How Hyperglycemia Affects the Body

In patients with diabetes, hyperglycemia causes glycation of the organs and proteins, and changes the characteristics of nerves and blood vessels. When the small blood vessels are affected, the damage to organs happens quickly. Conversely, when large blood vessels are affected, the damage could take longer to see.

We know that hyperglycemia can cause blindness, neuropathy, nephropathy, coma, or limb/phalange amputation. And for some patients, going blind or losing a leg might be more devastating than having a heart attack. Therefore, we have to address microvascular and macrovascular disease.

From several studies, we have seen long‑term “legacy” results. In particular, the United Kingdom Prospective Diabetes Study (UKPDS) did not show reduction in CVD at the end of the trial.3 Ten years after the study completed, the people whose glucose was better controlled at the end of the trial had less CVD and mortality. That is called the legacy effect. We have also seen that in a couple other studies, including ones that evaluated people with type 1 diabetes.

We know from many epidemiologic studies that the higher the A1c measuring glucose, the more complications patients have. What we have not shown, or have not shown well, is that intervention helps, because our studies are short term. We see better results with controlling cholesterol. Even that typically takes 3.5 to 4 years to show results.

People who have had diabetes for at least 10 years will likely already have kidney disease.
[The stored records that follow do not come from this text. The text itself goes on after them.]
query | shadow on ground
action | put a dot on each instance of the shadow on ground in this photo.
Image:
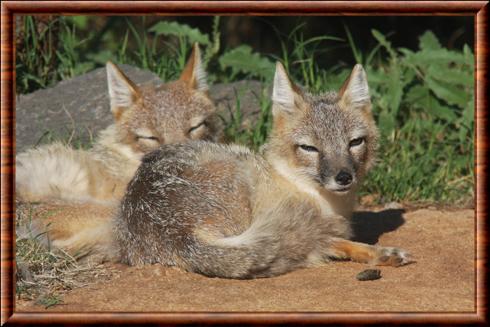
(368, 226)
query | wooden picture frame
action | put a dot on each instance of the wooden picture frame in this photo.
(478, 9)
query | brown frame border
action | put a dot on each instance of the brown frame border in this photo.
(479, 9)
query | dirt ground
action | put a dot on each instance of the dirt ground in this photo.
(442, 279)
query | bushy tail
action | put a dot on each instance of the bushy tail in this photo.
(281, 240)
(50, 172)
(83, 231)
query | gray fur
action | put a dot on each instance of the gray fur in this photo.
(225, 211)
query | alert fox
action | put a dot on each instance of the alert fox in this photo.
(222, 210)
(145, 117)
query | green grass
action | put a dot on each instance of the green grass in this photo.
(422, 99)
(43, 274)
And people with diabetes and kidney disease have a huge risk for CVD. Therefore, it is important that when we treat people with diabetes, we do not just look at one particular drug for diabetes that may also have an impact on CVD. We need to address all the risk factors comprehensively.

Utilizing a Comprehensive Approach

We know that people with diabetes often have issues with lipids, blood pressure, and coagulation, and so we endocrinologists treat them comprehensively to reduce CVD. Diabetes is not a simple disease. It is not only a glucose disease, and it is not only a macrovascular disease. Diabetes is complex. Patients with diabetes typically also have hyperglycemia, hypertension, and/or dyslipidemia. In many centers, cardiologists now realize that maybe they should create a cardiometabolic center, where they have a cardiologist, an endocrinologist, a nephrologist, and maybe a gastroenterologist or liver specialist.

For example, when I have a patient with arrhythmia or congestive heart failure, I would send him or her to the cardiologist—even though I know these heart problems come from diabetes and I may be able to manage some aspects of it. We have to address the whole comprehensive aspect of patients with diabetes and not just focus on just one aspect of the disease, as important as it is, and say nothing else matters.

Yehuda Handelsman, MD, is a practicing endocrinologist and the medical director of and principal investigator at the Metabolic Institute of America in Tarzana, California.



  1. Zinman B, Wanner C, Lachin JM, et al; EMPA-REG OUTCOMES investigators. Empagliflozin, cardiovascular outcomes, and mortality in type 2 diabetes. N Engl J Med. 2015;373:2117-2128. doi:10.1056/NEJMoa1504720.
  2. Marso SP, Daniels GH, Brown-Frandsen K, et al; LEADER Steering Committee on behalf of the LEADER Trial investigators. Liraglutide and cardiovascular outcomes in type 2 diabetes. N Engl J Med. 2016;375:311-322. doi:10.1056/NEJMoa1603827.
  3. King P, Peacock I, Donnelly R. The UK Prospective Diabetes Study (UKPDS): clinical and therapeutic implications for type 2 diabetes [published online December 24, 2001]. Br J Clin Pharmacol.